The greenhouse kitchen
Serenity, functionality and family gathering were at the heart of a kitchen design by Silestone Trendspotter Cheryl Kees Clendenon, which showcases the durability and aesthetic value of Silestone
As part of a collaboration with Silestone, leading plumbing manufacturer Kohler Co. and Benjamin Moore Paints, the Silestone Trendspotters were challenged to envision kitchens that embody the very best in design while using products from the three brands. Five kitchens, each designed by one of the Silestone influencers, was constructed in Kohler’s photo studios and photographed.
In the coastal communities such as Pensacola, FL, where Silestone Trendspotter Cheryl Kees Clendenon of InDetail Interiors calls home, indoor and outdoor design often go hand-in-hand. In collaboration with Cosentino, Kohler and Benjamin Moore, Clendenon’s coastal aesthetic came to life with her Greenhouse Kitchen: a tranquil environment that embraces the outdoors and encourages relaxation. Here, functionality takes center stage with easy access to home gardening, a prep zone for canning fruits and vegetables, wide aisles for aging in place and wine storage awash in brilliant light. With different kitchen zones in mind, Clendenon used four colors from Cosentino to define space and ensure maximum durability. Silestone Iconic White forms a large center island, spanning 46 ½ square feet with a thickness of 2cm, while just over 35 square feet of Charcoal Soapstone was employed for the periphery countertops with a thickness of 3cm. Additionally, 6 square feet of Silestone Eternal Calacatta Gold, with a thickness of 2cm, was used for the potting nook countertop and more than 50 square feet of Dekton Aldem forms the outdoor bar.
In a question-and-answer session, Clendenon discusses her design concept for her approximate 140-square-foot kitchen design:
Outdoor space plays an enormous role in your kitchen design. Why is marrying indoor and outdoor spaces important to you as a designer? And do you think it’s a trending element in kitchen design?
Clendenon: I live on the Gulf Coast, so the outdoors is just another room to me. In Florida, outdoor living is a way of life. My goal is to make the indoor/outdoor connection as seamless as possible. Whenever possible, I try to design a kitchen with outdoor access close by. The idea of indoor/outdoor spaces is certainly not new, but as more people are cognizant of what they eat and the importance of healthful lifestyle, I think we’ll see a shift in how we approach kitchen design by allocating space for small gardens. For smaller homes, outdoor spaces expand entertaining space. Who wants 20 people in a tiny kitchen? The outdoor area should be designed so guests can move freely from the inside out.
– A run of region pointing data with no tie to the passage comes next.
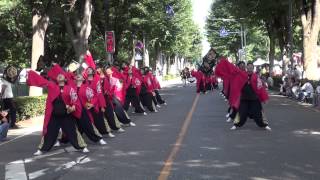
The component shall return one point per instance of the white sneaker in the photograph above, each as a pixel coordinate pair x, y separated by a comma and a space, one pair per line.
57, 144
121, 130
38, 153
267, 128
234, 128
111, 135
102, 142
85, 150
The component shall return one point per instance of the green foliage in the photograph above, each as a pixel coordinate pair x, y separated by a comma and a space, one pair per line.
28, 107
15, 33
264, 21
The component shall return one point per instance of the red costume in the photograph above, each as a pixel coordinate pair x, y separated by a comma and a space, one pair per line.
69, 96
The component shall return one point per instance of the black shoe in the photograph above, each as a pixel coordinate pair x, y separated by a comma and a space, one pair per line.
14, 127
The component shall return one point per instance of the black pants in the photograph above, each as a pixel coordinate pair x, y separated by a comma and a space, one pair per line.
147, 101
87, 127
208, 86
135, 101
233, 113
120, 112
9, 104
68, 125
252, 109
99, 122
154, 100
109, 115
202, 88
159, 98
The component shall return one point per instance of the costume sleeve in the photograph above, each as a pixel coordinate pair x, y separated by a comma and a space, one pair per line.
55, 71
34, 79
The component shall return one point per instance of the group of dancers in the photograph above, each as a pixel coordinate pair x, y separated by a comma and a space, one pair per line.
242, 88
245, 92
93, 102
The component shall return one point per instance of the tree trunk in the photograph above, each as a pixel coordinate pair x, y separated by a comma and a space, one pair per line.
39, 26
311, 27
271, 54
80, 39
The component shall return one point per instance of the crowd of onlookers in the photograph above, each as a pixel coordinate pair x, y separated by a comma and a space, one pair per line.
304, 90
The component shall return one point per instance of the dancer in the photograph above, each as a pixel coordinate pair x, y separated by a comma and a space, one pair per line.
61, 109
246, 93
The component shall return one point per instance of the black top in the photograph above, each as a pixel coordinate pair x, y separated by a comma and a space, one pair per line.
247, 92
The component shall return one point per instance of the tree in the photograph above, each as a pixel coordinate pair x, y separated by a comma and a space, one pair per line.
310, 17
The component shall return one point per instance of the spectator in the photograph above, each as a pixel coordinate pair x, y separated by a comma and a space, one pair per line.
6, 95
4, 125
306, 91
316, 97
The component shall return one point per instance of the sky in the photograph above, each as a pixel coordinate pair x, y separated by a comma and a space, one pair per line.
200, 12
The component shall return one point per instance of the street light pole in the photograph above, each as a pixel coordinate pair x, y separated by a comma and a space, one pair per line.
290, 33
107, 26
242, 34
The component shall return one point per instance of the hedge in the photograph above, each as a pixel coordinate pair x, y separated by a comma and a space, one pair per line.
29, 107
170, 77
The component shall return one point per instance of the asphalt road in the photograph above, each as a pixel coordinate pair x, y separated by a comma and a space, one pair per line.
209, 149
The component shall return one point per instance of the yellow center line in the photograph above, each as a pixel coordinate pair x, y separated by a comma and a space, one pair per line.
165, 172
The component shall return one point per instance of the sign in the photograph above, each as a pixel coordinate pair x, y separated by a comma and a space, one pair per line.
138, 57
223, 32
169, 11
110, 42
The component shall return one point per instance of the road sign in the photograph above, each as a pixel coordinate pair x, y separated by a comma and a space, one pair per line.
110, 42
223, 32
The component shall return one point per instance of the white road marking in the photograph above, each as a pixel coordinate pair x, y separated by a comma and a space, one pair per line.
6, 142
16, 170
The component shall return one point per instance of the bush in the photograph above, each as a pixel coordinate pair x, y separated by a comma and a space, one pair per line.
29, 107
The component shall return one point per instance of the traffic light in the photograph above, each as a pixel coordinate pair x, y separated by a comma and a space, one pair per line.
110, 42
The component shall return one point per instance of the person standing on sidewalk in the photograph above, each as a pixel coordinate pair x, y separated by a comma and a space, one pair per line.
6, 94
246, 93
62, 108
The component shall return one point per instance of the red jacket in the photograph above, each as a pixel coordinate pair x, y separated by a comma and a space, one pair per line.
147, 80
156, 83
69, 96
238, 79
200, 78
135, 82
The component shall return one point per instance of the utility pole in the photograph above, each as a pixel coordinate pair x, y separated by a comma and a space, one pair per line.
107, 26
290, 43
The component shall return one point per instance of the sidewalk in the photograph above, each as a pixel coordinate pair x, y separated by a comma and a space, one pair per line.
169, 83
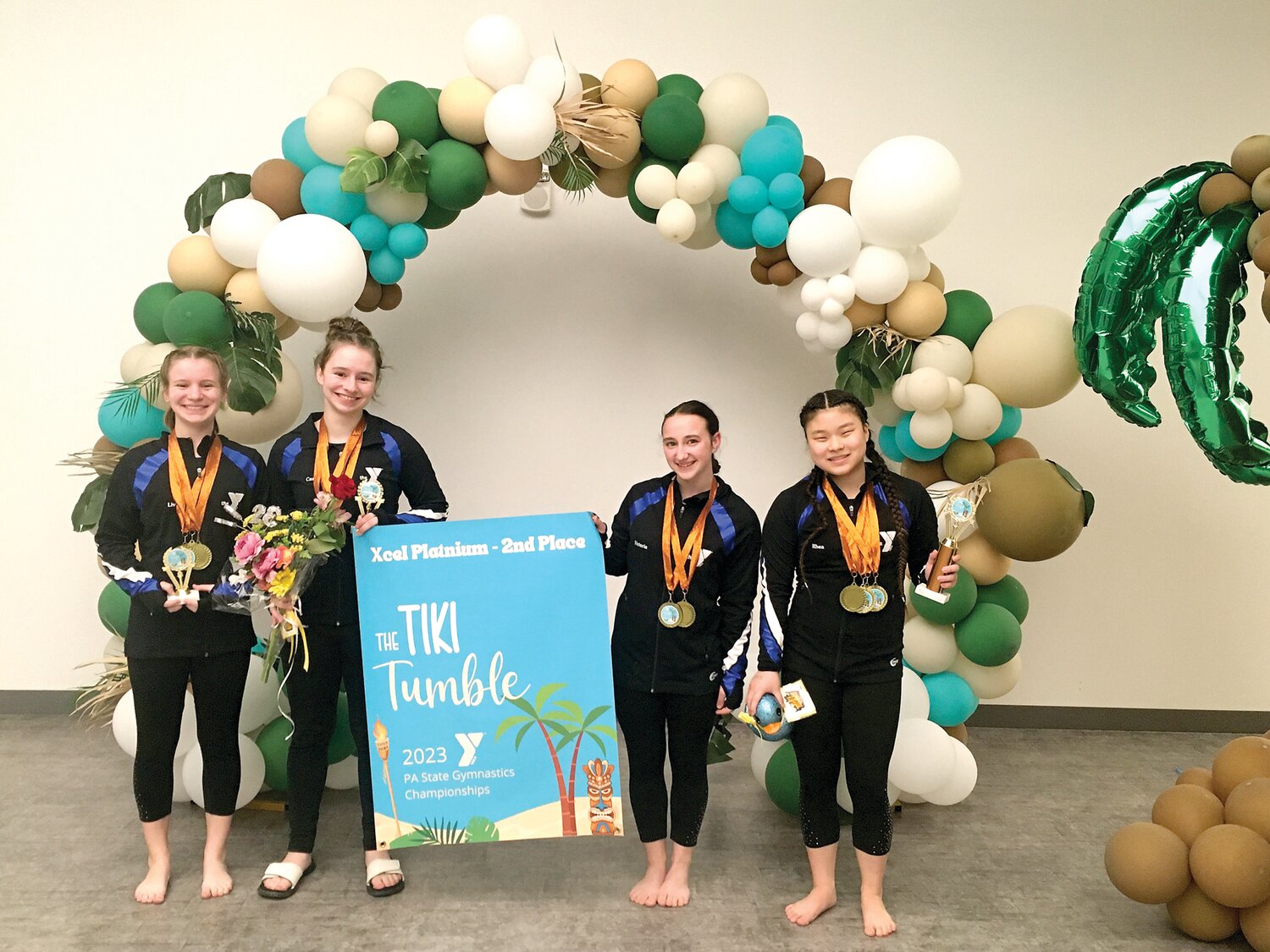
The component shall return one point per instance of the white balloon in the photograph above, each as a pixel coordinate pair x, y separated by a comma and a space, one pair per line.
724, 165
930, 647
823, 240
654, 187
734, 106
312, 267
978, 415
495, 51
676, 221
520, 122
239, 228
881, 273
924, 758
947, 353
395, 207
906, 192
554, 79
914, 700
965, 773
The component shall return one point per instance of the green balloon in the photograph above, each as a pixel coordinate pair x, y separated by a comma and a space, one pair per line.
411, 109
642, 210
436, 216
781, 777
988, 636
197, 317
962, 598
456, 174
673, 126
968, 316
1010, 594
678, 84
274, 744
112, 607
149, 310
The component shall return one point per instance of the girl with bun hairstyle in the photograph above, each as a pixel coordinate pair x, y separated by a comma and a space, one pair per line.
164, 508
837, 546
343, 442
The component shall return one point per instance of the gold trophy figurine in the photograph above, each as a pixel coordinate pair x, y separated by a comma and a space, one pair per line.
381, 744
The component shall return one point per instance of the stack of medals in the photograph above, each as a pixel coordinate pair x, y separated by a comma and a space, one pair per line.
190, 500
680, 561
861, 548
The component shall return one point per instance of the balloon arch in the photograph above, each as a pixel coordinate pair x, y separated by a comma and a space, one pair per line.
376, 168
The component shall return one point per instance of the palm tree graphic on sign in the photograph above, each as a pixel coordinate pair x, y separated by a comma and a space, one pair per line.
561, 724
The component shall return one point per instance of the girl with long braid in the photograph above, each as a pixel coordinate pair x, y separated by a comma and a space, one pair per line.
836, 550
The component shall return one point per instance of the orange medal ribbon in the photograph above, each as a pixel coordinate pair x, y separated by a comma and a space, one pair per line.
190, 499
861, 542
680, 561
347, 462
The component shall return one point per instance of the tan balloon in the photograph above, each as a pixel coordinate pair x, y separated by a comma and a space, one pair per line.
919, 311
195, 266
1026, 358
629, 84
462, 108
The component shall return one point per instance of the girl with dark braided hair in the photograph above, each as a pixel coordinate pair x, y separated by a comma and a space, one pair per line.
836, 550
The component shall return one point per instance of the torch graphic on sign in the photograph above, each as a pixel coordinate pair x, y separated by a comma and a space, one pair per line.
381, 744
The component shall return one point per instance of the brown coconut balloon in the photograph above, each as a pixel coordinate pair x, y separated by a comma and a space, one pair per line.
1147, 863
1232, 866
1031, 512
1186, 810
1201, 918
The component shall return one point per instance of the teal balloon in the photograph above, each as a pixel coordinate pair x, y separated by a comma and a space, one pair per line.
736, 228
747, 195
770, 228
952, 698
320, 195
371, 231
386, 267
1011, 419
112, 607
295, 146
770, 151
408, 240
124, 418
149, 307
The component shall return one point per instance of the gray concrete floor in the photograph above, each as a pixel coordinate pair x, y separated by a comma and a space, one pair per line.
1016, 866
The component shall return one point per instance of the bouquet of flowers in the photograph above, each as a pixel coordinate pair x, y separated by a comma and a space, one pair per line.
276, 556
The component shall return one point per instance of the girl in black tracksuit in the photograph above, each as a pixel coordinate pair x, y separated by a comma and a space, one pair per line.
172, 642
850, 663
671, 682
348, 371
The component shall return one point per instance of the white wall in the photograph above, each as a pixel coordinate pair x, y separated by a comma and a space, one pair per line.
533, 357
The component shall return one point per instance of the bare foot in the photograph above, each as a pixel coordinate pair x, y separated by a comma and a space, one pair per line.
878, 921
154, 888
216, 878
277, 883
810, 906
645, 891
675, 888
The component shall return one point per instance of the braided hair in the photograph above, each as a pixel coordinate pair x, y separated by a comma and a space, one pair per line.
820, 513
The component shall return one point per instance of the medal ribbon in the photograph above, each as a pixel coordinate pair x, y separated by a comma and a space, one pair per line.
861, 543
680, 561
190, 500
347, 462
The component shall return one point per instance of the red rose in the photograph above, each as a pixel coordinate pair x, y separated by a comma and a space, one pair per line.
343, 487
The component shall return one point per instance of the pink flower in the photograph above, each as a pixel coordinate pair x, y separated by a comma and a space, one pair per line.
246, 545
What are your design tips for homeowners who want to create indoor/outdoor flow if an outdoor space isn’t an option? (Color selection, material use, etc.)
Clendenon: Incorporate as much natural light as you can. Use colors that are softer and more naturally occurring and bring in organic material as well. In this kitchen, I used natural woods, brick, metals like copper, garden-inspired dining chairs from Sika and Charcoal Soapstone — a new color from Silestone that is reminiscent of real soapstone, minus the porosity and upkeep.
How does this kitchen design address the change in household demographics (frequently extended family or friends are sharing homes)?
Clendenon: We have multiple seating options. The lowered seating at the end of the island is ideal for young children, as well as those in wheelchairs. Table-height seating at the island is a fantastic solution not only for those who love to entertain, but those looking to age in place.
We have multiple sinks, which are key when you want help in the kitchen. They’re even more important than multiple cooking surfaces. But the overwhelming concept was for this kitchen to be family centric with opportunities for everyone — family and guests alike — to participate in the making of a meal.
Do you have any kitchen design tips for homeowners thinking about remodeling or building?
Clendenon: Plan, plan, plan. Then stick to the plan. Consider all the uses of the kitchen. Not just for meal prep anymore, but also as a true “living room.”
Also consider targeted storage — what goes where and why? Forget anything you have ever heard about a “work triangle,” and instead think about zones. What are you doing and what do you need nearby? Have multiple water sources as in sinks and faucets.
Who did you design this space for and how do you imagine them using it?
Clendenon: A family with middle school-aged kids, two-parent household and one older adult. The day begins in the live-in kitchen and ends in the live-in kitchen — either gathered around the island or lounging out on the patio.
If you had to put a name to the design style of your room, what would it be and why?
Clendenon: I think it is a true live-in kitchen. “Living” as in live plants helping you breath better, eat better and are beautiful natural accessories. “Living” as in the joint efforts at producing a meal together. “Living” as in multiple activities being performed and as in loving each other enough to care about preparing quality healthy meals in a tranquil environment.